I’m always a bit hesitant to try out “the most popular” Pinterest recipes…I mean, we’ve all seen these Fails…but I am a sucker for one pot meals and couldn’t resist taking a stab at this One Pot Greek Chicken & Lemon Rice from Recipe Tin Eats. For reference, this is the photo that lured me in…
I didn’t have time to give the chicken as much of a marinade as I would have liked. We got home from work on the late side, so I was hungry and ready to get the dinner show on the road, but not having any fresh veggies on hand bought me a little marination time. RF ran to the store for some broccoli while I tossed together the marinade in a Ziploc and let the chicken sit while pulling together the remaining ingredients.
I’m pretty sure it got the minimum 20 minutes the recipe suggested, but I’m wondering if a longer soak might have somehow helped with the next step. I heated the olive oil in the only suitable pan I have for transferring from stovetop to oven. This also happens to be the pan that I usually use for browning meats – successfully, I might add. So, I got to work heating the pan to a very typical medium-high range and waited for the oil to warm to the point of steaming and beginning to bubble before adding the thighs. I got a good sizzle when they went in, but things didn’t progress well from there.
I left the meat to sear and returned a few minutes later to find that the chicken skin had melted into the pan in a fatty gooey mess. I rotated everything and tried to give it more time to caramelize, but decided to move onto the next step and remove them from the heat when it was clear that browning wasn’t going to happen and the thighs were starting to cook through. I’d rather have pale but juicy, rather than brown and dry, in the end. It was a good choice for taste, but they certainly didn’t look very pretty – much of the skin had pulled right off.
This first-level fail did leave lots of toasty brown bits on the bottom of the pan, and while the recipe called for wiping out the pan at this point, I opted instead for scraping them up and incorporating them into the rice. The onions soaked up much of this flavor during the sautée, and the rest came up when I added the water and chicken stock. I will point out that the recipe isn’t very clear at this point. The note about adding liquids lacks an end parenthesis, so I wasn’t entirely clear if I was missing something or not. I decided to just go for it and add everything listed under the rice, which worked out just fine…I guess. It still looked pretty pitiful when I put the naked chicken back on top of the cooking rice.

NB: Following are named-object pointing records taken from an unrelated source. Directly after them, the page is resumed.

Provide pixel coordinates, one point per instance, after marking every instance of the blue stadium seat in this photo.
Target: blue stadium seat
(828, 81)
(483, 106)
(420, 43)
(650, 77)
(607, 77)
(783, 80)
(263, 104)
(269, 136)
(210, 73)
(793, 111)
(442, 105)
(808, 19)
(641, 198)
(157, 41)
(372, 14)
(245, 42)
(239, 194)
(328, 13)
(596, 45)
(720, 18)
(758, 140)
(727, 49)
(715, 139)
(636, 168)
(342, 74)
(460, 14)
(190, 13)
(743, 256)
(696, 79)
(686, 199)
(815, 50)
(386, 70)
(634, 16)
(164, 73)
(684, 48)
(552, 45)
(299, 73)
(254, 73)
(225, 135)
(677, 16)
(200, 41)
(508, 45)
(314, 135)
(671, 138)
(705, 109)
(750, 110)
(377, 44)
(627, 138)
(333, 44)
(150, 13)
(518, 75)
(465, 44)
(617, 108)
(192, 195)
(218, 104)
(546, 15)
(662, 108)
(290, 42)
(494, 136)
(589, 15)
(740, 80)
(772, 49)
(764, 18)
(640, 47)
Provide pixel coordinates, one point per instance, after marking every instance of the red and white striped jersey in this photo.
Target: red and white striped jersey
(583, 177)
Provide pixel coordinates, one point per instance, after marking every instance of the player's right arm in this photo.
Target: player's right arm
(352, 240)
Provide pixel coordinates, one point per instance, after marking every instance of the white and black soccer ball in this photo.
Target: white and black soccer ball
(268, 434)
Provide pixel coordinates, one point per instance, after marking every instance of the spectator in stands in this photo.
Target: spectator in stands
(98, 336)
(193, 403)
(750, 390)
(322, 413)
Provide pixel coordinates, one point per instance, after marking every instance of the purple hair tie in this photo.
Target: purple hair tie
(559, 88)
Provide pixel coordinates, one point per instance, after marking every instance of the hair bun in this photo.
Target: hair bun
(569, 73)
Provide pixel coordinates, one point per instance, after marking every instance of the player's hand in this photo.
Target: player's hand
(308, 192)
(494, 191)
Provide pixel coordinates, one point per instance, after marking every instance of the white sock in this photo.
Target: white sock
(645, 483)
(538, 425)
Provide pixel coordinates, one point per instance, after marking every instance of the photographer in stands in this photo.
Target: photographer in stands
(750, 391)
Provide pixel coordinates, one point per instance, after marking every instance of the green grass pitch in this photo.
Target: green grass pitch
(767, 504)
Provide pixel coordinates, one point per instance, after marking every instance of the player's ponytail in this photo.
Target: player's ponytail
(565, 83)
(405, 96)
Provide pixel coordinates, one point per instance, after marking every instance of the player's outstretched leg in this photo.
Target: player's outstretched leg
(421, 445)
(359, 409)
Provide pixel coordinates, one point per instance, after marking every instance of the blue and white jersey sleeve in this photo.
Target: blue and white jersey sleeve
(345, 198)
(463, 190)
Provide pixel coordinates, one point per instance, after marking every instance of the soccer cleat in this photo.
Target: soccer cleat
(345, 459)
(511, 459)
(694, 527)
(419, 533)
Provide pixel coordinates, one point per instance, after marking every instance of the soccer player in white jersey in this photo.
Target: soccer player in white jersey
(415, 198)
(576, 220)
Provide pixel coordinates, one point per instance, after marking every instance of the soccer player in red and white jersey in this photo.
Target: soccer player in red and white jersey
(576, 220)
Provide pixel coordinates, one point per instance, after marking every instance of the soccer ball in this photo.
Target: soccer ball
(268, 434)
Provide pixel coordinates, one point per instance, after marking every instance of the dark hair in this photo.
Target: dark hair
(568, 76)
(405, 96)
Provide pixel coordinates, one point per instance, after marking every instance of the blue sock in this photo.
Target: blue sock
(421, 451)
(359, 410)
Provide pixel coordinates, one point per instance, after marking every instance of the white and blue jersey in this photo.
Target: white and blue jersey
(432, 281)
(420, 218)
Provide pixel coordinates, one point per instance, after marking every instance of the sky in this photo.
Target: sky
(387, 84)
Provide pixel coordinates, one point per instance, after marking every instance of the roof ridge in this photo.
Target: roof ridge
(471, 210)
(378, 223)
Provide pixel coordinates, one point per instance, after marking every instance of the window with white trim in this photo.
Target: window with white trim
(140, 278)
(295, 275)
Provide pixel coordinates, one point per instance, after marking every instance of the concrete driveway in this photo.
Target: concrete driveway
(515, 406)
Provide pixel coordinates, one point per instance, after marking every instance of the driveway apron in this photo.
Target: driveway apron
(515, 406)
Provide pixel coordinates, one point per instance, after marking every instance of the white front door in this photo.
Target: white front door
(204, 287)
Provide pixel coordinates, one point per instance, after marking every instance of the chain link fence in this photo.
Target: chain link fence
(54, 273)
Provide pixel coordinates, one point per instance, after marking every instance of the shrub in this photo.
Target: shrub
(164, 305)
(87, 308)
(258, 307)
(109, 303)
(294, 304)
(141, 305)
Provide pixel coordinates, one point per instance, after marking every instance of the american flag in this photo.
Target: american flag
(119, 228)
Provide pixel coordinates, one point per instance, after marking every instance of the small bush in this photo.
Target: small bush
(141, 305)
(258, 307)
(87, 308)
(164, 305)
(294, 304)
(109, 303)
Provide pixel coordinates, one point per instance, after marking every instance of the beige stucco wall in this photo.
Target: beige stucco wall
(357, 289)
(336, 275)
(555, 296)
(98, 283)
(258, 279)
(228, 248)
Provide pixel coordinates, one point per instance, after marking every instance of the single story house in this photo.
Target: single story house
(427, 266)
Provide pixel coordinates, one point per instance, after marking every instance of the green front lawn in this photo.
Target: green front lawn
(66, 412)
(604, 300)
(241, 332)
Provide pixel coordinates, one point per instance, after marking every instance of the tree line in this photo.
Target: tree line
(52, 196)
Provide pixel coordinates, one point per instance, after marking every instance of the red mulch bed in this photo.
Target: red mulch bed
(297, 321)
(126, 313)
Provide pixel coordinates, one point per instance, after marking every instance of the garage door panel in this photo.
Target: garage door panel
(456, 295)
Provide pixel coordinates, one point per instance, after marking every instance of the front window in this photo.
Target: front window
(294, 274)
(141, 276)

Just as I was about to put it all in the oven, I realized that there weren’t any lemon slices in my dish as there were in the original photo. Looking back at the recipe, I saw that parsley and lemon zest were listed as garnish, but no word of lemon slices. Now, if you were that kid in school who read all the way through that horrendous trick quiz that tells you 1. to read all the directions first, and 33. not to do any of the steps listed from 2-32, you likely would have read all the way through this blogger’s post to see down in the separate set of notes that she “garnished this with slices of lemon which I seared in the pan after cooking the chicken.” Who tacks a note like this onto the end of a post and doesn’t update it within the recipe?! Ugh.

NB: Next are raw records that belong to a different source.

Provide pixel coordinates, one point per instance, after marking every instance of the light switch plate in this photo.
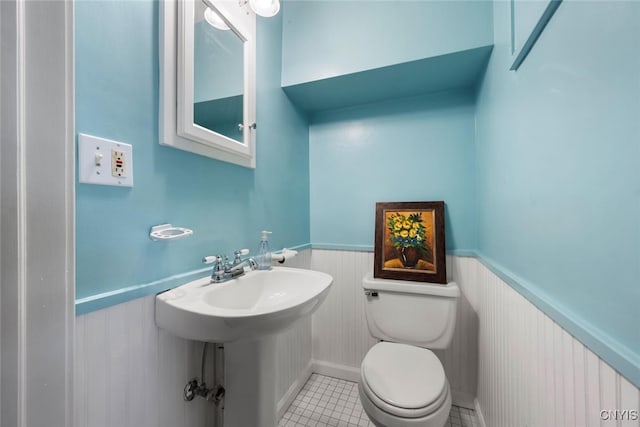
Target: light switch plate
(97, 159)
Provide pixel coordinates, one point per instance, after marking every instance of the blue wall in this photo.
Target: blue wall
(324, 39)
(558, 158)
(225, 205)
(410, 149)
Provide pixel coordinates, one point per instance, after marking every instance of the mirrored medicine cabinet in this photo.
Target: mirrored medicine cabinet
(207, 79)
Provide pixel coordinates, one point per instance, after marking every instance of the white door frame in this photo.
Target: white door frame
(37, 201)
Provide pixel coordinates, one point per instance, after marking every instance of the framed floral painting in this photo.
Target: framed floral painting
(409, 242)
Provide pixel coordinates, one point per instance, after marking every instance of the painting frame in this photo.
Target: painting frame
(410, 241)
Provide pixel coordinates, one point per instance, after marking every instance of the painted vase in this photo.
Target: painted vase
(409, 256)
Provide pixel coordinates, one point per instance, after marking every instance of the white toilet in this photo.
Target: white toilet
(402, 382)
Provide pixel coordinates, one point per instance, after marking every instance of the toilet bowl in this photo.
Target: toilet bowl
(402, 382)
(403, 385)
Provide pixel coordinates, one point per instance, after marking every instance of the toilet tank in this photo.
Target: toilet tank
(416, 313)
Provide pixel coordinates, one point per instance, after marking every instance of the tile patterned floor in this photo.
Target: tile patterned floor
(326, 401)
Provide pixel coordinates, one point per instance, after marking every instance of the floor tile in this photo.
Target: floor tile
(332, 402)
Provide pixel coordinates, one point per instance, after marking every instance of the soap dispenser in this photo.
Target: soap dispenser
(264, 254)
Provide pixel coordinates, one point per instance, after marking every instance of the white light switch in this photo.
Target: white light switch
(104, 162)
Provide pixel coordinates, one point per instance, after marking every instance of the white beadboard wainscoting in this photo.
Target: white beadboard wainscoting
(341, 337)
(531, 371)
(129, 373)
(524, 369)
(508, 360)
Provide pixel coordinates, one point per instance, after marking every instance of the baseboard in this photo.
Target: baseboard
(479, 416)
(463, 399)
(294, 389)
(334, 370)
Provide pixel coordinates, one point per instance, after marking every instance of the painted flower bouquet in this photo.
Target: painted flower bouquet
(407, 233)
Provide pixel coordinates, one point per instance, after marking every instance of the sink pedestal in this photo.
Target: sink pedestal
(250, 383)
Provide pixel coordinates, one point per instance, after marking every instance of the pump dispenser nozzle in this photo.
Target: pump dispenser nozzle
(264, 254)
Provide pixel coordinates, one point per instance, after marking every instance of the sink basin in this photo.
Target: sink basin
(256, 304)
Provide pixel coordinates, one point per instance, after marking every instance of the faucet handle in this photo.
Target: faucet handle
(237, 260)
(211, 259)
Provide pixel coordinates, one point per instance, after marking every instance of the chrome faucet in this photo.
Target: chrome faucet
(223, 270)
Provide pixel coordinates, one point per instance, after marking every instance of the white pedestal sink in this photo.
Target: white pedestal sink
(244, 313)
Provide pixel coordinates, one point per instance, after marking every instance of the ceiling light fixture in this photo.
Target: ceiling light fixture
(214, 19)
(265, 8)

Feeling creative and resourceful, and a bit like a rogue gourmet, I tucked the lemon slices between the chicken pieces before baking. Gourmet chefs do things like “tucking” flavor into a dish, right? Wrong. Well, they might, but they clearly have a better sense of what they’re doing. When those of us who are less skilled in the culinary arts “tuck in flavor”, we risk ending up with rice that is completely overpowered by lemon. Sigh. It actually might have worked out well if I had put the lemon slices on top of the chicken rather than in between it. Given their shorter marination time, they hadn’t yet soaked up much of the citrusy flavor and might’ve benefitted from a boost during baking. Plus, the lemon slices also might have made the tops of the chicken look nicer without any lovely browned skin. Oh well. This was the final result.
Looks just like the inspiration photo, does it? Yeah, no. Here, let me put them side by side for ya…
Well, not one to waste food, I sautéed the broccoli that RF picked up for us in olive oil with salt and a dash of red pepper flakes. The spice was a nice balance to the tart sweetness of the rice. And, the chicken was actually moist and delicious. In the end, our plates were clean; so, I can’t exactly claim that it was a total fail. In fact, I would make it again…with a few tweaks, of course. I will update you if I try again.